Comme le notait feu Jaime Semprun il y a près de 50 ans dans son Précis de récupération (1976),
« S’il est une lecture plus propre à persuader de l’inéluctable effondrement de cette société que celle des très nombreux ouvrages en exposant les diverses tares, c’est bien celle de ceux, plus nombreux encore, qui s’avisent d’y proposer quelque remède. Ma supériorité évidente, dont le lecteur appréciera bien vite tous les avantages, est de ne présenter aucune solution : j’attaque le problème en la personne de ceux qui s’efforcent désespérément d’en maquiller l’énoncé. »

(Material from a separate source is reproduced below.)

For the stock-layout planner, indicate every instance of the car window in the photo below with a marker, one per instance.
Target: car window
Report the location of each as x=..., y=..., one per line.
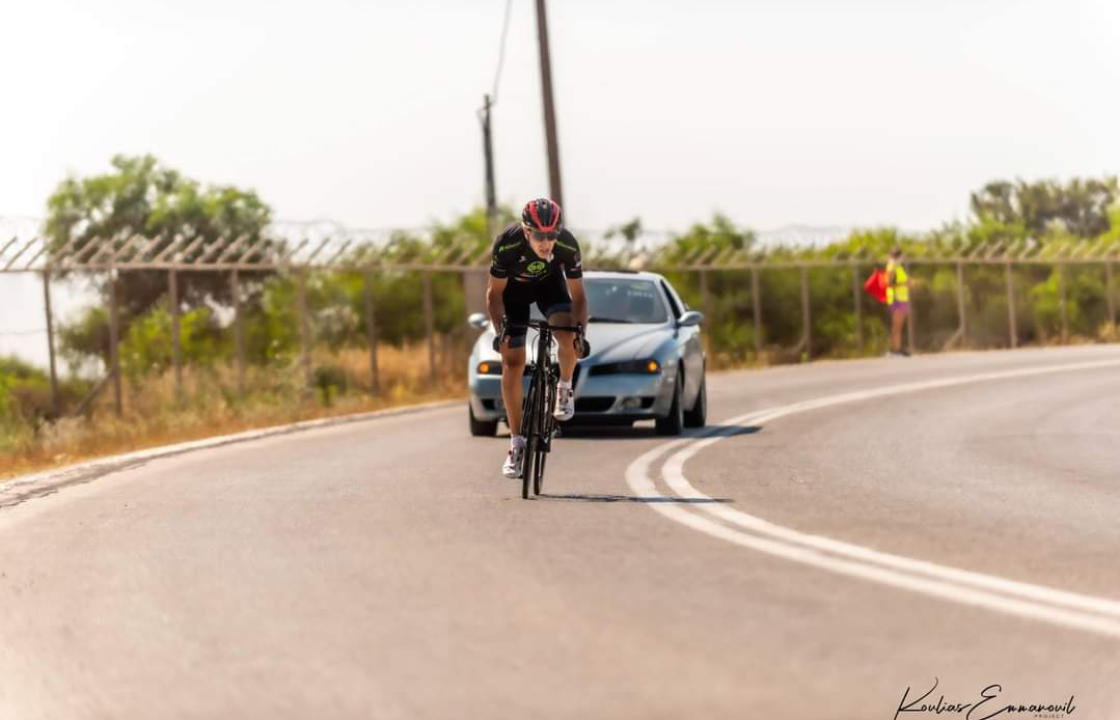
x=672, y=299
x=624, y=300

Semprun proposait une critique acerbe de « ceux qui tiennent actuellement le marché de la récupération » :
« Le récupérateur traite la seule matière première que cette société n’épuise pas mais accumule toujours plus massivement : l’insatisfaction devant ses résultats désastreux. Mais n’étant lui-même qu’un fragment dérisoire de ces résultats désastreux, il la traite de manière insatisfaisante. Son public est donc très exactement composé par ceux qui peuvent faire semblant de se satisfaire de ses fausses audaces, comme ils font semblant d’être satisfaits par toutes les marchandises qu’ils consomment : les cadres, qui veulent aujourd’hui, comme n’importe quel Lyotard, posséder à la fois le bonheur de la soumission et le prestige du refus. Et leur bonheur est aussi faux que leur refus, et aussi mal simulé. Mais si le récupérateur pense pour les cadres, il n’est lui-même qu’un cadre qui pense : c’est tout dire.

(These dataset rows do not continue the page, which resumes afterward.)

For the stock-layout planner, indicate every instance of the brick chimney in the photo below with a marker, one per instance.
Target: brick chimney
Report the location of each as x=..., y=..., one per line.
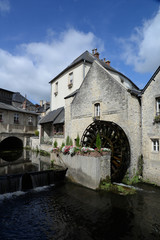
x=96, y=54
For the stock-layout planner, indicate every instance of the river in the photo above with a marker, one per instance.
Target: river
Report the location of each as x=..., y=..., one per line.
x=71, y=212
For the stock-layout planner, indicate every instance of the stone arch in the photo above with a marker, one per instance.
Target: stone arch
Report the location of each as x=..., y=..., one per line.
x=113, y=137
x=11, y=143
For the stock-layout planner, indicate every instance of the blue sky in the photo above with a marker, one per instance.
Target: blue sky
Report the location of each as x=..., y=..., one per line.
x=39, y=38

[…] le récupérateur moderne ne fait que s’agiter bruyamment à l’intérieur d’une contradiction insoluble : assurant la relève de cette pensée du spectacle entièrement conditionnée par le fait qu’elle ne peut ni ne veut penser sa propre base matérielle dans le système spectaculaire, il doit en même temps rendre compte de la faillite de ce système, et du mouvement historique qui le dissout. Ainsi, ce qu’il récupère, il ne peut rien en dire : pourtant il ne peut parler d’autre chose. Et voilà pourquoi le récupérateur bégaye. De l’irrationalisme affiché de la néo-philosophie universitaire aux songeries de rationalisation impossible de la néo-économie écologique, c’est le même bruitage confusionniste sans conviction, qui n’assourdit que ceux qui le font. Ce qui n’a jamais été rationnel a simplement perdu les moyens de le paraître. »
Le marché de la récupération, particulièrement saturé, compte aujourd’hui Camille Étienne parmi ses principales figures. Comme tous les récupérateurs, Camille Étienne nous assure, grosso modo, qu’une autre civilisation techno-industrielle est possible — voir ici :
Camille Étienne & les égéries nulles du « mouvement climat » (par Nicolas Casaux)
Mais, chose nouvelle, Camille Étienne récupère désormais la critique de la technologie dans son discours.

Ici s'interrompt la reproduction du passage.